(1947- ) US writer whose first book, A Dove of the East and Other Stories (coll 1975), contains work – almost all nonfantastic – from as early as 1969. One tale from this volume, "A Jew from Persia", manifests the shuttlecock shifts between realism and Magic Realism typical of MH's later work, his narrative urgency, and his clarity of texture.
MH is very much a writer whose imagination is at home in the 20th century, as his finest single work attests. Winter's Tale (1983) is an Urban Fantasy set in New York; but unlike Jerome Charyn's Panna Maria (1982) or Pinocchio's Nose (1983), for instance, it attempts to engage with the City as a Story to be celebrated rather than as a vast prison within which fables are trapped. It is an Instauration Fantasy, not a Supernatural Fiction, and as such closely resembles John Crowley's Little, Big (1981), especially when MH describes the city, embraced in unending winter snow, in the language of Theodicy. The first part of the tale introduces the book's main protagonist, parentless Peter Lake, who is both a Trickster and a Fisher King, and whose coracle disgorges him (like Moses) into the welcoming golden Labyrinth of late-19th-century New York, where he is like a fish in water. With his closest Companion, a magic flying horse, he traverses the flourishing, insanely energetic, glowing city; and profits from his adventures, even though constantly on the run from a gangland boss.

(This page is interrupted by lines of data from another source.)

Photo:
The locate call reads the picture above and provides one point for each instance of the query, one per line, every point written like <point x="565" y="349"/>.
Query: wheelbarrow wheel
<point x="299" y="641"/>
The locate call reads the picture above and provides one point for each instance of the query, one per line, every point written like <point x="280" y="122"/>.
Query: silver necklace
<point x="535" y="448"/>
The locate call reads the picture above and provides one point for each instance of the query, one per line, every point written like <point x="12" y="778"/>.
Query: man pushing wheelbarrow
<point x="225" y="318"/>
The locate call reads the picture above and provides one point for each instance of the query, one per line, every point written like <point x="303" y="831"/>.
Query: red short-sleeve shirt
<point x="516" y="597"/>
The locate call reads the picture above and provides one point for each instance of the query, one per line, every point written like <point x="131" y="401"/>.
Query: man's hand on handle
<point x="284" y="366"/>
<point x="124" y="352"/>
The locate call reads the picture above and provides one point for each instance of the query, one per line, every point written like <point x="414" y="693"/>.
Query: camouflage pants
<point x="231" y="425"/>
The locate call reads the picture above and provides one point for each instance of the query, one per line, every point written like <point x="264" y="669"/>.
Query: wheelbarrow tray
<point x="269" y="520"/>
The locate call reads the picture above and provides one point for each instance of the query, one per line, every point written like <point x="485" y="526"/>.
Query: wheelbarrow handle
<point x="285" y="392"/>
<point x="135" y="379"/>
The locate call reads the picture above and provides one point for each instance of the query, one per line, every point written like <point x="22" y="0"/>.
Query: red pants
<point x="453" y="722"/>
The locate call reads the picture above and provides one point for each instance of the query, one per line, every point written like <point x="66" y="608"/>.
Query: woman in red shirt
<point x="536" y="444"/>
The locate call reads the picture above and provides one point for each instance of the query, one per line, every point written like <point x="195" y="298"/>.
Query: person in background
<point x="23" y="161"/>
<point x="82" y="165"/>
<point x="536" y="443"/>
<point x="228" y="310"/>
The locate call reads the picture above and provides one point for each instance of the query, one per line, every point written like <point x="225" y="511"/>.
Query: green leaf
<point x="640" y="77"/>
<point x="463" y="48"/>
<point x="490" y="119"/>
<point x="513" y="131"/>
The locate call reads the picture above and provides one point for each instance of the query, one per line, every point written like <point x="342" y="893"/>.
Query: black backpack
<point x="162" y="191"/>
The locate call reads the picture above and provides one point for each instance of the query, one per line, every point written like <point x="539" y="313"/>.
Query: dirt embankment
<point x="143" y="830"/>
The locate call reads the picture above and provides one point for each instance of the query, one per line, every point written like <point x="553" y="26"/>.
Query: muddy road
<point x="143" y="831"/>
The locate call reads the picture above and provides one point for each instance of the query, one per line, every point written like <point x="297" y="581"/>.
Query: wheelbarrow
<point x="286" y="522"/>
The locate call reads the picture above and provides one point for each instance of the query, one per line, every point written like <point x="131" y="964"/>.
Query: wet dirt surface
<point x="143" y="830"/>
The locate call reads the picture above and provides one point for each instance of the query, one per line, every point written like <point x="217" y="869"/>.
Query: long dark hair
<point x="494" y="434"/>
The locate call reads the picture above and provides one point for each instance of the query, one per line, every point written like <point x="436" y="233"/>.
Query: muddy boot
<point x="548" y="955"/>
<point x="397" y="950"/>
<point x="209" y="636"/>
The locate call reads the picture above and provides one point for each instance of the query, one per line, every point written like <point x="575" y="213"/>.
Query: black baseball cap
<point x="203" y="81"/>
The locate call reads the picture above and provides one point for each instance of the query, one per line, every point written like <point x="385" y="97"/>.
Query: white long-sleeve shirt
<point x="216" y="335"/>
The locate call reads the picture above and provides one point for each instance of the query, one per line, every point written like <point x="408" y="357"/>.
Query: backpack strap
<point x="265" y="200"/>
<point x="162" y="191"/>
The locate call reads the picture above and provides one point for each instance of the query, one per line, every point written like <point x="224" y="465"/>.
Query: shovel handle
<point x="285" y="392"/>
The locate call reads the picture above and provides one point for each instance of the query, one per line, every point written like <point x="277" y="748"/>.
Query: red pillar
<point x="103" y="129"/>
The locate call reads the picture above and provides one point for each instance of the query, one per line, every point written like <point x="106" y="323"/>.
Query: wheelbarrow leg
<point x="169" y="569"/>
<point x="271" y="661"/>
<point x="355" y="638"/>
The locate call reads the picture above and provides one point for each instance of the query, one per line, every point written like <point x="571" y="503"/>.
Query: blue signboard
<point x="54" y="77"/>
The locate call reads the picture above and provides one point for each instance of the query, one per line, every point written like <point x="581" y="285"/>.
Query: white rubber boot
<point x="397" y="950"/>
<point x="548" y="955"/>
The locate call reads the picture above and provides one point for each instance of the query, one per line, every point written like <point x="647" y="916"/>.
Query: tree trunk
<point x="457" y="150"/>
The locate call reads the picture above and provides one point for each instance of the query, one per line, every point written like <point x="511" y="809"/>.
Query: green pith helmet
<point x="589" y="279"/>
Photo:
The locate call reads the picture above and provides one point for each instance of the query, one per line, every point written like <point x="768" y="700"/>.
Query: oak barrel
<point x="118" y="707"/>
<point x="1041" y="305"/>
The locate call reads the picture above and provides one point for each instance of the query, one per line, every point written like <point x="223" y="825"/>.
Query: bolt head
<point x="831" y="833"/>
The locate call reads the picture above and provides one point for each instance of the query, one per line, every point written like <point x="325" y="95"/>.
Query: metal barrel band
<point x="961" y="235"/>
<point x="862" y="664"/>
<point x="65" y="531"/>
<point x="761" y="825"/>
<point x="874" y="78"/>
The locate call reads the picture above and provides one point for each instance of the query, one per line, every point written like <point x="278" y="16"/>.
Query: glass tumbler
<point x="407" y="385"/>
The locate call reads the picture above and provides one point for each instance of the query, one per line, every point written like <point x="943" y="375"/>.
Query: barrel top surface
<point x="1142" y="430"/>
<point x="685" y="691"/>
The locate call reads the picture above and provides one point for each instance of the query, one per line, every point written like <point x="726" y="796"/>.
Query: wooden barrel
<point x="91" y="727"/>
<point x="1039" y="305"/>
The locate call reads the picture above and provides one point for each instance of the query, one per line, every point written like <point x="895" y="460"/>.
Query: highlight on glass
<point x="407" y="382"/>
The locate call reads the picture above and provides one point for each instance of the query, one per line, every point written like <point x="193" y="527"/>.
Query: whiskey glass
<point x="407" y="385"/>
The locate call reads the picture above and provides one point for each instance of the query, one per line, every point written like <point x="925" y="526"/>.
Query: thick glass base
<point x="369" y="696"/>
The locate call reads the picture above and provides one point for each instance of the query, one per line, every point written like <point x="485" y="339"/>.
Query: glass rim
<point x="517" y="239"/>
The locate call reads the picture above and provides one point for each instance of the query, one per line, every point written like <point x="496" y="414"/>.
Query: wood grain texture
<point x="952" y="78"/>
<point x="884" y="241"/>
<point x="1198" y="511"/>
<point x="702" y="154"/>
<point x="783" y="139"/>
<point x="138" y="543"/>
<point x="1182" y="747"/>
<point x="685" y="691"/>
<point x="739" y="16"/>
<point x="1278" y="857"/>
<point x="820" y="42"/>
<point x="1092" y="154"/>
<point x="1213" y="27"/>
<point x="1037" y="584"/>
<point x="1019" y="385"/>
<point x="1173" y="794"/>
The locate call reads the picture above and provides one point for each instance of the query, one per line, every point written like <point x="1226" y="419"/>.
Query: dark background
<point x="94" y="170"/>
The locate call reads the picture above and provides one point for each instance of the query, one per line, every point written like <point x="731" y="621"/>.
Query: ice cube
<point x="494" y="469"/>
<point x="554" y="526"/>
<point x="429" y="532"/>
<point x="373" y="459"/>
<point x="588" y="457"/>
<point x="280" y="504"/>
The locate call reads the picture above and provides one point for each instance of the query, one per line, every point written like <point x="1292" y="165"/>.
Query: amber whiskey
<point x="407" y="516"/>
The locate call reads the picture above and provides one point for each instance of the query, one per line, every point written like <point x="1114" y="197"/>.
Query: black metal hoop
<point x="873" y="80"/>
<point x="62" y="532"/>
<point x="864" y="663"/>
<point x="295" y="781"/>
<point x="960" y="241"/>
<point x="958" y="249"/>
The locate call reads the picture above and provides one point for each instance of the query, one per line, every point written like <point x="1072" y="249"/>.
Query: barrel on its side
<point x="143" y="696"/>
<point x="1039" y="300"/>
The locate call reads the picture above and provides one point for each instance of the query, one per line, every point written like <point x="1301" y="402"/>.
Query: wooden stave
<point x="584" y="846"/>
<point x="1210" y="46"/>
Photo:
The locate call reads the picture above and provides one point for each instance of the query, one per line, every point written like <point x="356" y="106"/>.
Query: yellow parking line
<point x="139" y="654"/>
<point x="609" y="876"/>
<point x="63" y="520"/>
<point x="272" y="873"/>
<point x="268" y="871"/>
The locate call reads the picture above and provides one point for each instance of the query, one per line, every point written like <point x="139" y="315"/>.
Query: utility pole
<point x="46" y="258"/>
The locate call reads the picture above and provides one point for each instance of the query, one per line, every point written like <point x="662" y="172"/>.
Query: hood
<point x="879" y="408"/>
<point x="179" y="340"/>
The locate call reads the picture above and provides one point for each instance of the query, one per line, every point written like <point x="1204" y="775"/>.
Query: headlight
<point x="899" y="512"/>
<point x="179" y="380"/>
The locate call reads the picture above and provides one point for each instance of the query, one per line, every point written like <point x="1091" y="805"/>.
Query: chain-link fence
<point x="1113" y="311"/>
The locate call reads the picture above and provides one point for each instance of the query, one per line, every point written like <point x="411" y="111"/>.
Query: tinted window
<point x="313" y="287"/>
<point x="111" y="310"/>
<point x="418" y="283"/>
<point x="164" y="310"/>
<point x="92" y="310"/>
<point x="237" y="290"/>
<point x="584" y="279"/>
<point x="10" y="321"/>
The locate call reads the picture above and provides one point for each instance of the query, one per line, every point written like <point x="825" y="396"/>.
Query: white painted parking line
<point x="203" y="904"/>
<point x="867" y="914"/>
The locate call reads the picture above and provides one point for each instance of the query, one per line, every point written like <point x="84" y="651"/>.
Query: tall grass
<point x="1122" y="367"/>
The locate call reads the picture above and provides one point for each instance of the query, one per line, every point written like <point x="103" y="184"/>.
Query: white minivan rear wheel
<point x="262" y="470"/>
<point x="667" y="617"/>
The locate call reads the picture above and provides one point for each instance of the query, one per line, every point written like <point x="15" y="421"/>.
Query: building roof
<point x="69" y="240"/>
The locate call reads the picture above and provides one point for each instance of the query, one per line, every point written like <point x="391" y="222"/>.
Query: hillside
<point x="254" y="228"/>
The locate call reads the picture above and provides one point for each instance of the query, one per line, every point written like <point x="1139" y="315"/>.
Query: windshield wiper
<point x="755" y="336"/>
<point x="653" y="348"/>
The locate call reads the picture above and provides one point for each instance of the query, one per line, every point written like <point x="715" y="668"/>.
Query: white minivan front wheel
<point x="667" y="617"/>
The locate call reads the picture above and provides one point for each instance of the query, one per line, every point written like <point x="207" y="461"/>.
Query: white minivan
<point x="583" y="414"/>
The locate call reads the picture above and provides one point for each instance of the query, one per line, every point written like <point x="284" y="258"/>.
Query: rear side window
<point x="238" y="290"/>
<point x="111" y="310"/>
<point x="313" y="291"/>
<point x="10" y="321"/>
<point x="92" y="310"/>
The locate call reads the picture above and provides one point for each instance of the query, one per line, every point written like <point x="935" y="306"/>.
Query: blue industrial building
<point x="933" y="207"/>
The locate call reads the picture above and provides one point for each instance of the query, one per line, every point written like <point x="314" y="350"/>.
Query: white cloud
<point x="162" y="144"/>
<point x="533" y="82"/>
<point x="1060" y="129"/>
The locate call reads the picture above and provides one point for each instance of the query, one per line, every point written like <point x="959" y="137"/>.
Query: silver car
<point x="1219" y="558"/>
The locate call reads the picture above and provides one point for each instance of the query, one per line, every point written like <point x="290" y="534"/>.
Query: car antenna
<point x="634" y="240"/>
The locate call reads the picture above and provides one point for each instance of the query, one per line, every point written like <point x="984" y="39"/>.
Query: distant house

In the second part, as the millennium approaches, Peter and his Companions become more and more intimately involved in attempting to tune the great world change, during which New York either will or will not spearhead a Healing of the world. The final parts of the book move into a fantasticated near future. Winter's Tale is, justifiably, often claimed as one of the seminal works of late-20th-century fantasy.
other works: Refiner's Fire: The Life and Adventures of Marshall Pearl, a Foundling (1977); Ellis Island and Other Stories (coll 1981), some supernatural; A Soldier of the Great War (1991).